The Going - Part I

She got off the bus, pockets full of wadded up tissues, pockets full of blood. And there's no denying it any longer. She's sick.

He's there, the man she suspects shares some blame in the unraveling of her happy little world and the slow disintegration of her lungs. She accepts the ride he offers, because she wants to hear what he has to say. She wants to watch his teeth as they tell their lies so she is better prepared next time.

Then she's outside Felix's door. And she's raising her hand- not to knock, but to tape an envelope to the door.

And then she's gone again. Down the hallway, down the stairs. Another bus, another city.

She doesn't know where she's going but she knows she's going.
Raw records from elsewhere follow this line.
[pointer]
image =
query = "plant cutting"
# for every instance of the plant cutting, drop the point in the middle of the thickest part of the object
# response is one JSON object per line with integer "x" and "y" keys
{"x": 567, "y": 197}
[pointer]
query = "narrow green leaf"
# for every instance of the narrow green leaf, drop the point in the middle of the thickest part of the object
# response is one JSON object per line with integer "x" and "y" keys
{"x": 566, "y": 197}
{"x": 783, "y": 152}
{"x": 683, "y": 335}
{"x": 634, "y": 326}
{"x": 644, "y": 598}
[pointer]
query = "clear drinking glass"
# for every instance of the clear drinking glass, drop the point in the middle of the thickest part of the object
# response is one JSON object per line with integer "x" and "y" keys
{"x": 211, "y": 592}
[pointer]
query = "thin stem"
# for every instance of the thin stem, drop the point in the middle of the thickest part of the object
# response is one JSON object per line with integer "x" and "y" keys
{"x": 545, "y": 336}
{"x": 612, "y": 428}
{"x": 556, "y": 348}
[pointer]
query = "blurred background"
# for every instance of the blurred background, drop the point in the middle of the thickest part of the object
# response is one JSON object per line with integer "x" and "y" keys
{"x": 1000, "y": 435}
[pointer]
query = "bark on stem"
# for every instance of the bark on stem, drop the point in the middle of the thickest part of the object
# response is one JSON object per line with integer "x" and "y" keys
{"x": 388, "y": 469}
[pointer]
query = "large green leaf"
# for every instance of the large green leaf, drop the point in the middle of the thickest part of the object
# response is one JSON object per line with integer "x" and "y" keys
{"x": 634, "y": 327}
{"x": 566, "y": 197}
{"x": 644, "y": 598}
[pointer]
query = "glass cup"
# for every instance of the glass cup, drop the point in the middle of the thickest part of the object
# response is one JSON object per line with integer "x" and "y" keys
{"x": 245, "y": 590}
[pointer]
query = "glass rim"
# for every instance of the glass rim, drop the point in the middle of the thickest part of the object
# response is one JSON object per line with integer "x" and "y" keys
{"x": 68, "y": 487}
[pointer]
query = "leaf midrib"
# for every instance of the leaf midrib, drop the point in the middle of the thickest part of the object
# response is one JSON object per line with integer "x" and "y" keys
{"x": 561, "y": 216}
She got stupid and put their lives in danger, placed her trust where it didn't belong. Stupid. They would forgive her for that, she knows, relieve her of her shame. But there are other reasons to leave, bright red reasons, stuffed into her coat pockets as they slowly fade to brown. There's no chance in hell her sisters are going to watch her waste away and die. Time to move on.

She makes it five hours before she turns around, before she changes her mind. Five hours before it catches up to her- the realization that running isn't her style. It isn't time to give up yet. She isn't ready to leave them, to crawl away and die.

So she jumps ship at a rest stop and catches the next bus heading back the way she came.

Then she's at the door again, stuffing the letter into her bag, knocking, wrapping herself into comforting arms. Although she doesn't know where she's going, she knows she's not going alone.

The Going - Part II

I find the note taped to the metal door, and knows what it is before I open it. Fingers tracing my name on the envelope, I realize, I've been expecting this.

Cos,

We don't know where we are going, only that we are going.

Felix and I are taking Kira somewhere safe. That was always the plan. And it's time to get going. Before anything else comes crashing down to block our way. I can't watch my kid get kidnapped again.

It's for Kira, Cos. So that she has something to grow up on other than this. So that her world isn't warped like ours.

Pass on my love to Alison and Helena. I hope they can forgive me.

Miss you, Cos. See you sometime, somewhere.

x Sarah

I'm not angry. I don't blame her. We've all given into the going before. We've all let the pull of it, the tantalizing promise of gone, draw us away.

Did she see the note I taped to this door, months ago, when I got on a bus and drove and drove? When I ran away to die. Did she read it and let me run? Did she leave it stuck there on the door, let me steal it back in the middle of the night when I came running home? Did she wait for me, let me change my mind?

Dear Sarah, I don't know where I'm going, only that I am going.

You can only go so far, so long, before the regret of it catches up to you. Before everything you've left behind begins to fade and the fading frightens you. You turn around and run home.

The going is easy. Nothing left behind is ever truly left. It calls to you, and you remember. And if you are strong enough, you come back home.

Leaving is easy, staying is hard. Coming back is the bravest of all.

I tape the note back to the door. I'll leave it here. Just for a few days. Give her time to change her mind.